Thornton’s designated role, once he’d withstood his father’s disdain for his alleged impractical nature and become a best-selling author, was to support them all, financially and emotionally, as needed.

To the family’s demands on its most gifted member could be added overtures by all sorts of outsiders: theatrical producers (everyone wanted a new play from the author of “Our Town,” “The Skin of Our Teeth” and “The Matchmaker,” especially after this last became the basis for the hit musical “Hello, Dolly”), movie bigwigs (Wilder wrote a brilliant screenplay for Alfred Hitchcock’s “Shadow of a Doubt,” and Hollywood wanted more) and colleges (in letters to friends, Wilder groused about how Harvard ran him ragged when he was on campus to deliver the Norton lectures in 1950).

Wilder’s compliant nature made it difficult for him to say no, and especially during the 1940s and ’50s, he was hard-pressed to find time to write. “My requirement for solitude is high,” he wrote in his journal shortly before lighting out for the West, “and I was leading a flagrantly gregarious life.”
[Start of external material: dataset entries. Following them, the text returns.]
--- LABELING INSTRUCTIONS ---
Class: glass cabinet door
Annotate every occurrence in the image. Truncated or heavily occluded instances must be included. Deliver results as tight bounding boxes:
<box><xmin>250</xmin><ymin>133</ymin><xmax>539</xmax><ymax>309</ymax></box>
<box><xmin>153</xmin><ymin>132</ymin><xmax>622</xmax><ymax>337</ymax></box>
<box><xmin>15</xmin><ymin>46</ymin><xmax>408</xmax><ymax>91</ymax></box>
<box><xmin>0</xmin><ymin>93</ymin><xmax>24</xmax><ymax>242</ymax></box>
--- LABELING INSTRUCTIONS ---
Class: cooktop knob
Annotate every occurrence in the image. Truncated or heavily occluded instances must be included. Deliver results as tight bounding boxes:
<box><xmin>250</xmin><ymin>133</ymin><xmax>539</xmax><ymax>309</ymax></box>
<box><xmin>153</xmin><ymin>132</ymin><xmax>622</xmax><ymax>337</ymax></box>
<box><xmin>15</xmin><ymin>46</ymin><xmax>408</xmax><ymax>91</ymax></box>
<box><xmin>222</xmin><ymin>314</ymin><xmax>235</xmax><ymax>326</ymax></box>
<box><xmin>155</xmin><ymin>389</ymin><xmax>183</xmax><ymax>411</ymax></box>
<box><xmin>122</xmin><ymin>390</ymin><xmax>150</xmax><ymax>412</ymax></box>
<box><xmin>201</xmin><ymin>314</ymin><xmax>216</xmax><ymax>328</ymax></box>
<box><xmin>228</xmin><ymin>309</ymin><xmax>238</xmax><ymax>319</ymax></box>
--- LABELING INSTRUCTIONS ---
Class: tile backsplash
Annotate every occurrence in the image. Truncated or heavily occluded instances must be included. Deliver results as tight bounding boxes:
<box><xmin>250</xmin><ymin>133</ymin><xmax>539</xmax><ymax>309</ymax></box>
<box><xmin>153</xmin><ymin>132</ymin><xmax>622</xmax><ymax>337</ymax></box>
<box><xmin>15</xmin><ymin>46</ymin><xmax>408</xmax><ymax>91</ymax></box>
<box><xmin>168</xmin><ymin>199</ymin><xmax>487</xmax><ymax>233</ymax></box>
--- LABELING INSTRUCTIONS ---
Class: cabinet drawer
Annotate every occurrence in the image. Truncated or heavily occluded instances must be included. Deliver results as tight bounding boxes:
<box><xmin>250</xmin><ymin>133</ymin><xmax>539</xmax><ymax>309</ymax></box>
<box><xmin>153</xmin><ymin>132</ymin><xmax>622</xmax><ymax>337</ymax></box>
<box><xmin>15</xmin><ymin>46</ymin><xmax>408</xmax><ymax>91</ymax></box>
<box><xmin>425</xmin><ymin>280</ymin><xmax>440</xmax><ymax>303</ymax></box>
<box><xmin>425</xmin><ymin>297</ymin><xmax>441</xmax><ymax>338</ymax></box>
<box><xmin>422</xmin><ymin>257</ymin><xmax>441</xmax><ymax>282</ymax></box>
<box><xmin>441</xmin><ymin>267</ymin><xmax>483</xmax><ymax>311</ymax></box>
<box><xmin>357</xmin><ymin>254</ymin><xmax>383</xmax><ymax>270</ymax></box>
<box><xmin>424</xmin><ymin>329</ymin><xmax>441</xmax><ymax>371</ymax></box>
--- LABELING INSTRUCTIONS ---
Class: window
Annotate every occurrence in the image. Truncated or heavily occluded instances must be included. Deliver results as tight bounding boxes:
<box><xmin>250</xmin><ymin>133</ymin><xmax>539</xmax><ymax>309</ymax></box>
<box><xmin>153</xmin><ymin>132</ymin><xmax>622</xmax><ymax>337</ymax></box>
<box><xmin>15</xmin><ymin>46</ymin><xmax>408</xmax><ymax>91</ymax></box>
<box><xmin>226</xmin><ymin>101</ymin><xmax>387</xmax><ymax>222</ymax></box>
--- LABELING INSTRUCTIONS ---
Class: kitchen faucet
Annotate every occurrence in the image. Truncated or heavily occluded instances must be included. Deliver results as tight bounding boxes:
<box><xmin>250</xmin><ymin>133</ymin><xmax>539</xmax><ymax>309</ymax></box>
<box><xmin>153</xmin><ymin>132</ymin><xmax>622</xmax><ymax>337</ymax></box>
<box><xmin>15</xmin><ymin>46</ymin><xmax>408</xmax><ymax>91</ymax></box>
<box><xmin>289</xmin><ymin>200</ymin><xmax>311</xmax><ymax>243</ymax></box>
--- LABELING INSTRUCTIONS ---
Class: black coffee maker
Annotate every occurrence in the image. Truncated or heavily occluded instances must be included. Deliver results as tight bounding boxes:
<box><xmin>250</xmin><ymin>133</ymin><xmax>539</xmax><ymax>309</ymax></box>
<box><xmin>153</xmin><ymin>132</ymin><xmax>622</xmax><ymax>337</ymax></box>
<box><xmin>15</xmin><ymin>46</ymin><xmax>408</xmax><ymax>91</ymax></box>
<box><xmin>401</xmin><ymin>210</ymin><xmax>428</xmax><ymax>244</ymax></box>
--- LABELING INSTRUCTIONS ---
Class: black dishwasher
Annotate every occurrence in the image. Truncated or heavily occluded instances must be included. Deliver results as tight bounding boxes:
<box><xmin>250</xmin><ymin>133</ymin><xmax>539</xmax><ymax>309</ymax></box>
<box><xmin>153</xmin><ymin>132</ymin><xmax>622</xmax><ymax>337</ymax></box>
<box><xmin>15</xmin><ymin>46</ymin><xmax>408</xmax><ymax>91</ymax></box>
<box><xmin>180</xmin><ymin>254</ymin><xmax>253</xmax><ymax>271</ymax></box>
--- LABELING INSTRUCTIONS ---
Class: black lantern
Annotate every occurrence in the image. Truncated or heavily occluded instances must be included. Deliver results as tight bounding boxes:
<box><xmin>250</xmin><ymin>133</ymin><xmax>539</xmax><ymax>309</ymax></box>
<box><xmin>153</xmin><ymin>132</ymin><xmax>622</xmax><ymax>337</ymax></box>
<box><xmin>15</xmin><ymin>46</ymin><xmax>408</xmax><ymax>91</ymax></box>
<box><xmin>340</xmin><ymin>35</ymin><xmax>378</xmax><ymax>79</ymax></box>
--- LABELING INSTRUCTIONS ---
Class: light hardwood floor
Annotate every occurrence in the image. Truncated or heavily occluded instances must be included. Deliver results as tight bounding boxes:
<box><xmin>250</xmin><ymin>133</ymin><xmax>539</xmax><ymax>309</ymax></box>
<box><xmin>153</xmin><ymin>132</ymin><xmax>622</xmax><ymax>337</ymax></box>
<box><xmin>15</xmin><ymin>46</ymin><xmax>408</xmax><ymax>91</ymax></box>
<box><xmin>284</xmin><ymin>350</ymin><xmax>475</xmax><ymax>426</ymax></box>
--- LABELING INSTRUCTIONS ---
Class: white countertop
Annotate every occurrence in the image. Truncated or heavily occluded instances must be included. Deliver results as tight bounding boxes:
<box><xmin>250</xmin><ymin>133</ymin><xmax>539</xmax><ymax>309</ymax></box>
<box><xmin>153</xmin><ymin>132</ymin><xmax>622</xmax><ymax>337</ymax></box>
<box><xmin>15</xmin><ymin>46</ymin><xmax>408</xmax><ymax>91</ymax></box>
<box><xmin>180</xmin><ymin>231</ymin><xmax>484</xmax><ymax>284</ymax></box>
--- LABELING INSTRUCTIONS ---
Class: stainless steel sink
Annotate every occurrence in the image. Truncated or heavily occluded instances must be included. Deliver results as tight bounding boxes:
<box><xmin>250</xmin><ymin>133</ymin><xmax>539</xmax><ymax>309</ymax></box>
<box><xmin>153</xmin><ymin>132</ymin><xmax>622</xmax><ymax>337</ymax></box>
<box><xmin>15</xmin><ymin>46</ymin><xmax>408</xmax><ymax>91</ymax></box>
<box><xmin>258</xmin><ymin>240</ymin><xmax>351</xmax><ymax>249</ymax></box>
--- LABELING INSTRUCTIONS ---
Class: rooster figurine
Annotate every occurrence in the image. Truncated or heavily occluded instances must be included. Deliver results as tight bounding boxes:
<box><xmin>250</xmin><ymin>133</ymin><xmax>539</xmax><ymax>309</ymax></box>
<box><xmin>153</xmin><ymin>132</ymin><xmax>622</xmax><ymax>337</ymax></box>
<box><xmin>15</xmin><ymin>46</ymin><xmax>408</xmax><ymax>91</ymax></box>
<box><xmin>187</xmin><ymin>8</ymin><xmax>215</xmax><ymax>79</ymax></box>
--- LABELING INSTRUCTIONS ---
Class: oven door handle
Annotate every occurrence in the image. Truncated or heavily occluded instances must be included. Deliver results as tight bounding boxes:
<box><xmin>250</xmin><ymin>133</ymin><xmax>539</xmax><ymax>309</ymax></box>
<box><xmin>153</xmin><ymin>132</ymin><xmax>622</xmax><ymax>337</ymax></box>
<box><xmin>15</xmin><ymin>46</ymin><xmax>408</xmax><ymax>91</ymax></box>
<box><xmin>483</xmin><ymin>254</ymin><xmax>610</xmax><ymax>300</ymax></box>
Still other factors limited Wilder’s production to a mere six novels, two of which were really novellas, and the same number of full-length plays in a half-century of professional writing. For one, there was his tendency to lose himself in non-productive work, such as dating the hundreds of plays written by the 17th-century Spanish dramatist Lope de Vega. Wilder also had a fixation on James Joyce’s enigmatic novel “Finnegans Wake,” in which he overindulged to the point that one day he shut the book and swore not to reopen it for five years — a vow he seems to have kept. Then, too, he filled his journals with several million words, sometimes trying out ideas that were to resurface in his drama or fiction, sometimes just fooling around.

Ensconced in Douglas, Wilder found what he was looking for: the chance to work unpestered during the day and to shoot the breeze with salt-of-the-Earth rustics in the local taverns at night. The self-imposed exile allowed him to get started on the masterwork of his old age, his novel “The Eighth Day,” into which he poured his long-fermenting knowledge of the American family.